Die Tutorials sind allerdings teilweise noch von 2003.
Da wird ja inzwischen mehr möglich sein, grob gehört habe ich z.B. von VBO oder so .
Deshalb wollte ich jetzt gerne 'ein paar openGl Versionen' aufsteigen, und suche dazu geeignetes Tutorialmaterial. Mein Problem ist, das ich z.B. auf solchen seiten  (auch wenn sie ein gutes Grundverständnis liefert) nicht fähig bin den Code zu poriteren, weil sich die original openGl API und die der LWJGL vielleicht gleichen, dann aber in manchen Details, zumindest für mich, zu groß unterscheiden, oder eben zu klein...

Meine eigentliche frage also:
Welche openGL Version sollte ich lernen? Die ganz neuen werden ja auch nicht von jedem überall unterstützt. Und dann, ob ihr eventuell irgendwelche openGl Tutorials kennt? Es würde eigentlich ein beiliegender Java-Code reichen, ich behaupte einfach mal, ich kann ganz gut lernen, indem ich mich in fremd Code vertiefe.
Viele Grüße,
UndWeiter?


----------



## Network (23. Aug 2012)

Darauf kann man nicht antworten "lerne OpenGL X.X". Die OpenGL Version 1.1 enthält alle grundlegenden Dinge die man braucht für eine 3D Darstellung.
Die späteren Versionen erweitern nur die Funktionalitäten bzw. Optionen zur Darstellung. Da kommen dann halt ein paar mehr mögliche Methoden hinzu.
Es ist das selbe mit Java, man kann nicht fragen "welche Java Version sollte ich lernen".

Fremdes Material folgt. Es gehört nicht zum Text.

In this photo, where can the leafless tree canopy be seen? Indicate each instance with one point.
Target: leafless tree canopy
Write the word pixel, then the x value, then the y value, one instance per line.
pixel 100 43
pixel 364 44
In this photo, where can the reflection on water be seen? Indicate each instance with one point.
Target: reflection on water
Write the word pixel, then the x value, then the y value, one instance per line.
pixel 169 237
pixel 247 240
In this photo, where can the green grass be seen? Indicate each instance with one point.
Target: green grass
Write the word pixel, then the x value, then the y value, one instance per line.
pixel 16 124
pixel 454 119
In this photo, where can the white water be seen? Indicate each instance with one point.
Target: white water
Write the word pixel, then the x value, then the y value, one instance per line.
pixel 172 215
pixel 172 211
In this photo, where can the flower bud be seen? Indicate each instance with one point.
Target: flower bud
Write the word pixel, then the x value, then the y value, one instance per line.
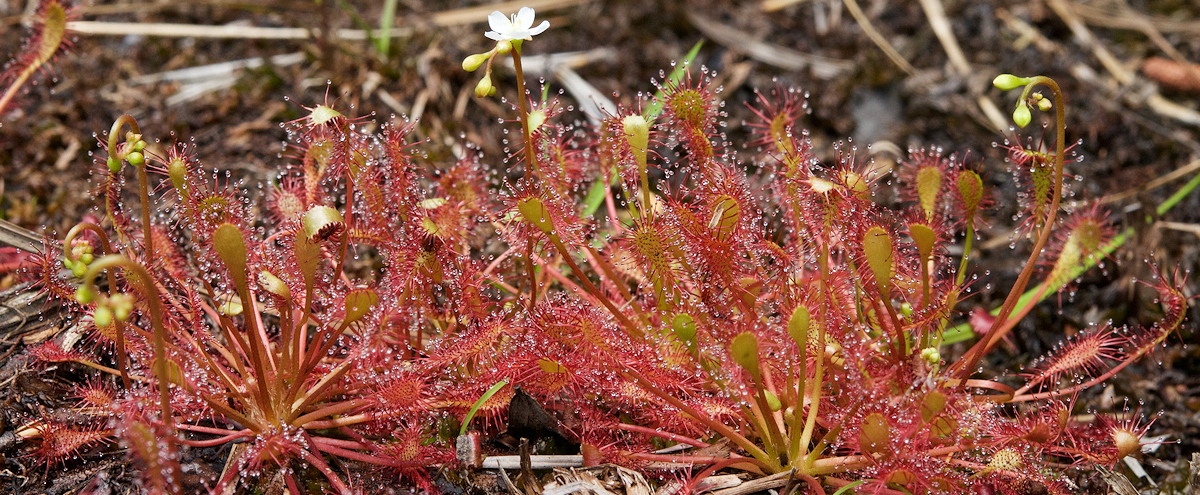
pixel 1021 114
pixel 930 355
pixel 473 63
pixel 1044 105
pixel 485 87
pixel 136 159
pixel 534 212
pixel 78 268
pixel 1007 82
pixel 84 294
pixel 102 317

Geh auf OpenGL ? Wikipedia und such dir die Version raus, die alle Funktionalitäten unterstützt die du brauchst.
Brauchst du für dein nächstes Projekt mehr, dann steig auf eine höhere Version um und lern 2/3 neue Methoden dazu ^^

Allgemein gilt, dass die Tutorials von 2003 auch immernoch für die neuesten OpenGL Versionen gilt.

Gruß
Net


----------



## Marco13 (23. Aug 2012)

Das kann man so nicht sagen. OpenGL 1.1 enthält Funktionen, die offiziell als "deprecated" markiert sind. D.h. man sollte sie (eigentlich) nicht mehr verwenden. Man kann zwar davon ausgehen, dass sie auch von zukünftigen Versionen noch unterstützt werden, weil sonst die ganzen CAD-Hersteller mit Fackeln und Mistgabeln bei den Grafikkartenherstellern aufkreuzen würden, aber wenn man schon lernt, sollte man nicht die Sachen lernen, die schon "veraltet" sind.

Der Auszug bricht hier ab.